部屋の中から秋の気配を敏感に感じ取った歌と解釈してみたい。
(B面:故郷)
⑭虫のこえ
歌詞:あれ松虫が ないている
チンチロチンチロ チンチロリン
あれ鈴虫も ないている
リンリンリンリン リインリン
秋の夜長を なきとおす
ああおもしろい 虫のこえ
季節:処暑(8月23日〜9月7日頃)
理由:夜になると松虫が鳴き、秋を感じられるようになる頃。
(B面:とんび)
⑮赤とんぼ
歌詞:夕焼け小焼けの 赤とんぼ
追われて見たのは いつの日か
季節:白露(9月8日〜9月22日頃)
理由:赤とんぼが里に降りてくる頃。
(B面:証城寺の狸囃子)
⑯夕焼小焼
歌詞:夕焼小焼で 日が暮れて
山のお寺の 鐘がなる
おててつないで かえりましょ
からすと一緒に かえりましょ
季節:秋分(9月23日〜10月7日頃)
理由:どんどん日が短くなる頃。暗くならないうちに帰りましょ。
(B面:七つの子)
⑰里の秋
歌詞:しずかなしずかな 里の秋
お背戸に木の実の 落ちる夜は
ああ かあさんとただ二人
栗の実煮てます いろりばた
季節:寒露(10月8日〜10月23日頃)
理由:木の実のなる頃。秋も深まった感じがする。
(B面:どんぐりころころ)
⑱紅葉
歌詞:秋の夕日に 照る山もみじ
濃いも薄いも 数ある中に
赤や黄色の 色さまざまに
水の上にも 織る錦
季節:霜降(10月24日〜11月7日頃)
理由:紅葉の時期。秋の終わり。
(B面:まっかな秋)
⑲たきび
歌詞:かきねの かきねの まがりかど
焚き火だ 焚き火だ 落ち葉焚き
あたろうか あたろうよ
きたかぜぴいぷう ふいている
季節:立冬(11月8日〜11月21日頃)
理由:木枯らしが吹く頃。
(B面:北風小僧の寒太郎)
⑳冬景色
歌詞:さ霜消ゆる 湊江の
舟に白し 朝の霧
ただ水鳥の 声はして
いまだ覚めず 岸の家
季節:小雪(11月22日〜12月6日頃)
理由:寒い冬の朝の情景。
(B面:こぎつね)
㉑雪
歌詞:雪やこんこ 霰やこんこ
降っては降っては ずんずん積もる
山も野原も 綿帽子被り
枯れ木残らず 花が咲く
季節:大雪(12月7日〜12月21日頃)
理由:根雪になる時期。
(B面:ジングルベル)
㉒お正月
歌詞:もういつく寝ると お正月
お正月には たこあげて
こまをまわして あそびましょう
はやく来い来い お正月
季節:冬至(12月22日〜1月5日頃)
理由:正月間近。
(B面:一月一日)
㉓スキーの歌
歌詞:輝く日の影 はゆる野山
輝く日の影 はゆる野山
麓を目がけて スタートきれば
粉雪は舞い立ち 風は叫ぶ
風は叫ぶ
季節:小寒(1月6日〜1月19日頃)
理由:雪がよく積もった頃。
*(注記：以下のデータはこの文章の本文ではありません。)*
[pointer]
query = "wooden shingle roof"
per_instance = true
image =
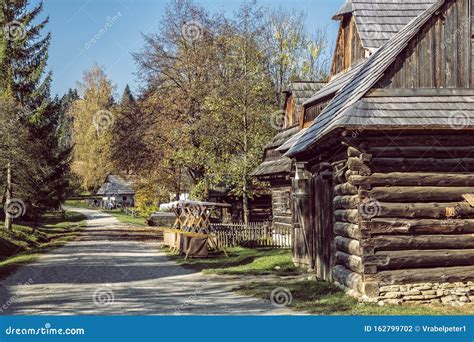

スキーがしたい。
(B面:スキー)
㉔冬の夜
歌詞:燈近く 衣縫う母は
春の遊びの 楽しさ語る
居並ぶ子どもは 指を折りつつ
日数かぞえて 喜び勇む
囲炉裏火は とろとろ
外は吹雪
季節:大寒(1月20日〜2月3日頃)
理由:一番寒い時期であると同時に、春へのカウントダウンも始まっている。